Threadripping under Debian
Getting a Threadripper machine to work under Debian
After a long long time of more than eight years my old machine started showing hardware problems: first the power supply failed and had to be replaced. Next the CMOS battery died. It became clear that finally a replacement would be in order. When the first reports about AMDs Ryzen family came out and in particular with the Threadripper tests, I became interested. In the end, I waited until the Threadripper 2950X was available before ordering a custom-built machine from a local vendor. Here is the basic hardware setup:
- CPU: Threadripper 2950X (32 cores)
- Mainboard: MSI 399X Carbon
- Memory: 32 GB
- GPU: Nvidia 1060
- SSD: Samsung 970 Evo NVM 1TB
This post will describe what I had to do to on the software / linux side to bring the machine to a usable state.
Basic installation
As a Debian user of old and knowing that the latest Debian stable (Stretch) would not provide a recent enough kernel, I installed Debian Buster. This went more or less flawlessly. However, I can’t help but note that the installation of lvm and disk encryption (ie. lvm2 with lukssetup) provided by the Debian installer is really bad. It hasn’t improved one bit since ages: the automatic partitioning will come up with a crazy sizing scheme and there is absolutely zero useful support when you go manual. It’s easy to end up with an installation which looks like it succeeded but rebooting will end up on the rescue console because mounting the root volume group fails.

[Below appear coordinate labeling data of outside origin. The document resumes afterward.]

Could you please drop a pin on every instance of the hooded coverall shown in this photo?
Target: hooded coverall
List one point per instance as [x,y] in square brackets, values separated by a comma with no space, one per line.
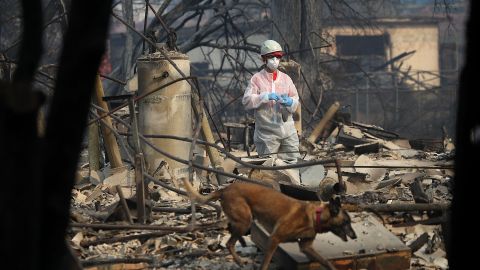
[272,134]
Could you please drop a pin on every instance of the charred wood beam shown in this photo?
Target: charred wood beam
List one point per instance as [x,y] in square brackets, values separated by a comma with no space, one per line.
[419,242]
[142,237]
[399,207]
[104,226]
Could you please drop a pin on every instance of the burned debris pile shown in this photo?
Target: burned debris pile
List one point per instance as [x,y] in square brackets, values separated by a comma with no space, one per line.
[393,185]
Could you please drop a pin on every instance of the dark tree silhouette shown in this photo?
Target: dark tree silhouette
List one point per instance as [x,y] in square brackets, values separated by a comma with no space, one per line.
[38,172]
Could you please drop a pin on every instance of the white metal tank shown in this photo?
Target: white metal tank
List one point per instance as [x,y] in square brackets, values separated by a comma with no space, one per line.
[166,112]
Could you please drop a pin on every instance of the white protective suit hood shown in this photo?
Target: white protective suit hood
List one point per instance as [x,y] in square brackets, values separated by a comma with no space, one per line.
[272,63]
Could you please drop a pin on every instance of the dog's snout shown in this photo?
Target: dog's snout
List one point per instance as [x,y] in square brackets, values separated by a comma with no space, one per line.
[352,234]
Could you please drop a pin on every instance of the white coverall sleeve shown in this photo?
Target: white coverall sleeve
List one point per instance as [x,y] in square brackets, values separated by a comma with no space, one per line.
[292,92]
[252,98]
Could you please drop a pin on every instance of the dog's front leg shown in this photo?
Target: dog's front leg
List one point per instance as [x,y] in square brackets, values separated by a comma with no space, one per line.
[306,247]
[271,247]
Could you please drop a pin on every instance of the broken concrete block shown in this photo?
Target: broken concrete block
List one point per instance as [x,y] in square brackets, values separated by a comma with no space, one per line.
[96,177]
[371,147]
[373,174]
[119,178]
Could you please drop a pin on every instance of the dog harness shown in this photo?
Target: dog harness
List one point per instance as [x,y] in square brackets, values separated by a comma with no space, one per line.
[318,213]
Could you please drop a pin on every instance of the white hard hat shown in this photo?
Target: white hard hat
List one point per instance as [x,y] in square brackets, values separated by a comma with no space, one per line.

The only other noteworthy thing is that I directly installed the proprietary Nvidia drivers because the free nouveau driver doesn’t really support any of the “newer” and more advanced 10X0 cards from Nvidia. As I am a LXDE user, that was of course the desktop environment I installed. However, I installed LXQt and KDE along with it, to also learn about their current state, but went quickly back to LXDE — LXQt is supposed to be the successor of LXDE but it’s currently not really in a comparable state.
I also installed Gnome briefly, only to discover that it’s trying to use Wayland which apparently has problems with the Nvidia drivers. I couldn’t make it work and as I was never a big Gnome fan anyway, I simply threw out Gnome again.
system-udev crashes and kernel compilation
With the system up and running, the first problem I noted was system-udev constantly crashing. This also prevented suspend/hibernate from working. A longer internet search finally revealed this system-udev bug report in Red Hat’s bugzilla. Apparently “the BIOS/firmware is advertising it supports SEV, when in fact it doesn’t” where SEV is AMD’s secure encrypted virtualization technology. If the kernel config option CONFIG_CRYPTO_DEV_SP_PSP
is set to yes then the kernel would use it and apparently most distribution provided kernels are setting it — the one from Debian Buster (4.18.0-2 at the time) surely does.
There are apparently three ways to fix this issue:
- wait until the BIOS/firmware is fixed to no longer provide the wrong information,
- wait for a newer kernel to provide a workaround,
- or compile the current kernel with
CONFIG_CRYPTO_DEV_SP_PSP
set to no.
Apparently, since 4.19-rc5 the kernel has a workaround for the issue, but at the time of writing Buster and Sid only have 4.18. So, off to compile a new kernel without that setting. This turned out to have become a lot more complicated since the last time I had to do this on a Debian system (which was still using make-kpkg
at the time, so yes, that’s several years I didn’t had the need to compile a kernel). It also doesn’t help that quite a bit of documentation out there is outdated — the Debian Kernel handbook seems to be the proper documentation.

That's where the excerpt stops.